The budget stabilization fund would have allowed for 20 percent of the city's unencumbered revenue annually to be directed to a rainy day fund that could be tapped if the city experienced a 10 percent drop in revenue. If no drop occurred, the money would have been redirected to the general fund.
Council members Stephen Dyer, Matt Shaughnessy and Justin Speight voted for the bill Tuesday. Chris Humphrey, Barbara Babbitt, Council President Bob Young and Rocco Yeargin voted no.
During a discussion before the vote, Dyer said: "The legislation restricts the use of this set-aside and ties it to loss in revenue. If our level goes down more than 10 percent, this gives us a cushion to guarantee the same level of safety services that we have.”
He also said: “If you took this legislation and gave it to another city, they would pass it unanimously. I fear that politics has [crept] into this.”
“If I thought there was a need for this legislation and I thought it was a good idea for the community, I’d vote for it," he said. "The city has a six-month reserve and we don’t need an additional piece of legislation that essentially does the same thing."

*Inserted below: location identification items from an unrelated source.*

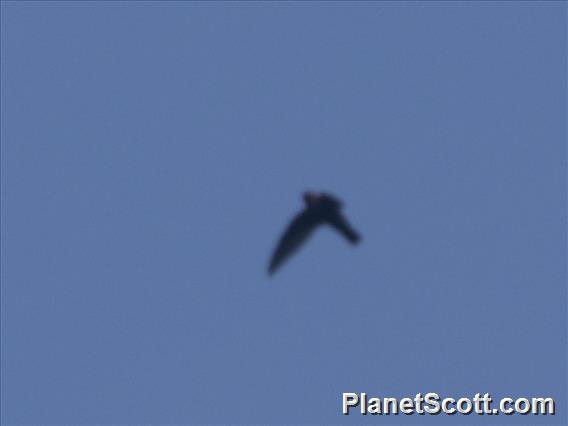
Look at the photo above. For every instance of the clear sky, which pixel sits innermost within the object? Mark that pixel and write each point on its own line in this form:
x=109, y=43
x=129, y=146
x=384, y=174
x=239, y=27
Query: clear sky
x=152, y=153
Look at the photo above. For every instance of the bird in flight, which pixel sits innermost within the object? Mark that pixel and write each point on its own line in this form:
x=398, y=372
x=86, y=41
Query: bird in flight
x=321, y=208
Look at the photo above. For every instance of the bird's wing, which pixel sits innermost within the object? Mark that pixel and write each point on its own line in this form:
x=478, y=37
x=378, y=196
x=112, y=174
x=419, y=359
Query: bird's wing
x=339, y=222
x=297, y=232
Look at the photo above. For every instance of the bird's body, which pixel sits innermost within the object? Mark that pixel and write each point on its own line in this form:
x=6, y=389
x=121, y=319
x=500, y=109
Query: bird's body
x=320, y=209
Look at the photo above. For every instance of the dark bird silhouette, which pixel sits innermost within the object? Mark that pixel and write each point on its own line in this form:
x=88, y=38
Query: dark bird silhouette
x=320, y=209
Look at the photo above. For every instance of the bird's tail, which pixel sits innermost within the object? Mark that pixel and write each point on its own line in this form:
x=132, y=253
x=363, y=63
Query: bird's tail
x=341, y=224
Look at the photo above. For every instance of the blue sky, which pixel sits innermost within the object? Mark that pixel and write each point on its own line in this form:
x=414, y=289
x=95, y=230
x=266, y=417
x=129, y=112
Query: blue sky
x=152, y=152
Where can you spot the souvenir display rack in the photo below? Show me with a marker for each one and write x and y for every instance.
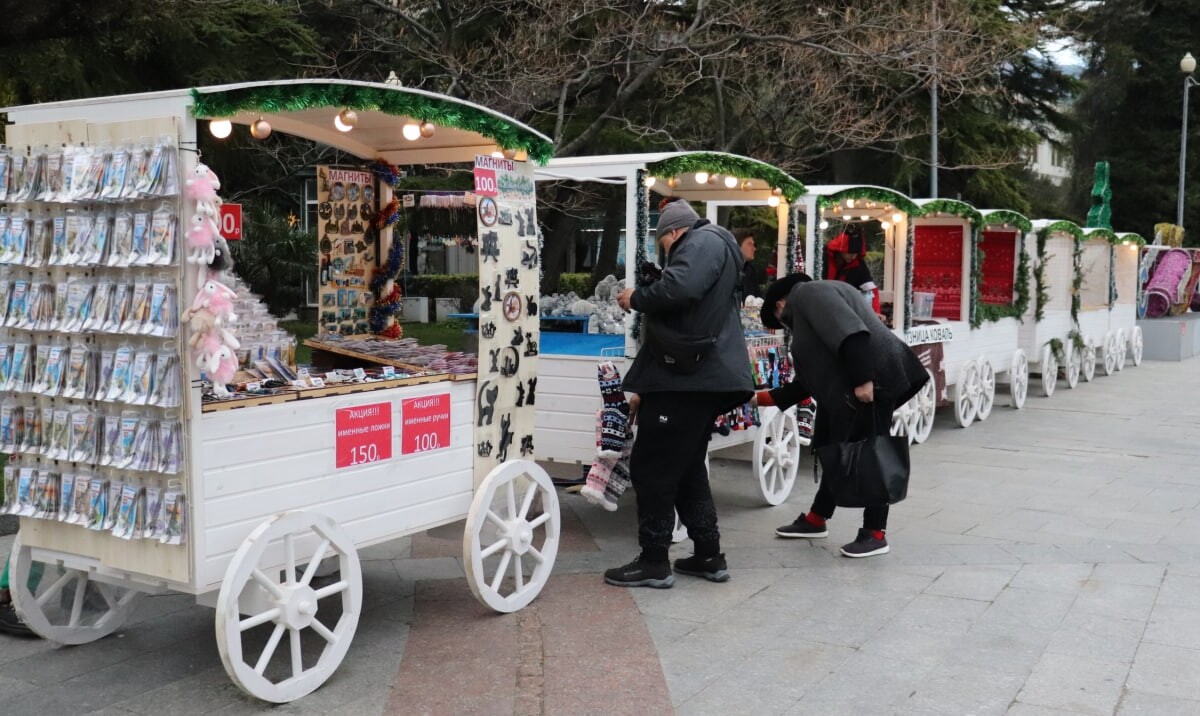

At the April 9 meeting, Shaughnessy asked Humphrey if he would recuse himself from voting on the fund because Humphrey is employed by UBS Financial Services, which handles some of the city's investments.
Humphrey sought an opinion from interim law director William Chris on whether the recusal was necessary. Chris told Humphrey on Tuesday that he could find no reason for Humphrey's recusal based on Ohio ethics laws.
Chris said Humphrey’s UBS association was through its private investment division while the funds transfer was done through UBS’s public investment division. He added that Humphrey has no financial interest in the public division.
Some council members also questioned whether Finance Director Steven Schmidt acted properly late last year when he transferred $20 million in city bond investments from Morgan Stanley Investment Banking to UBS without notifying the council.
On Tuesday, Humphrey asked Chris to prepare legislation to notify all council members before city funds are moved.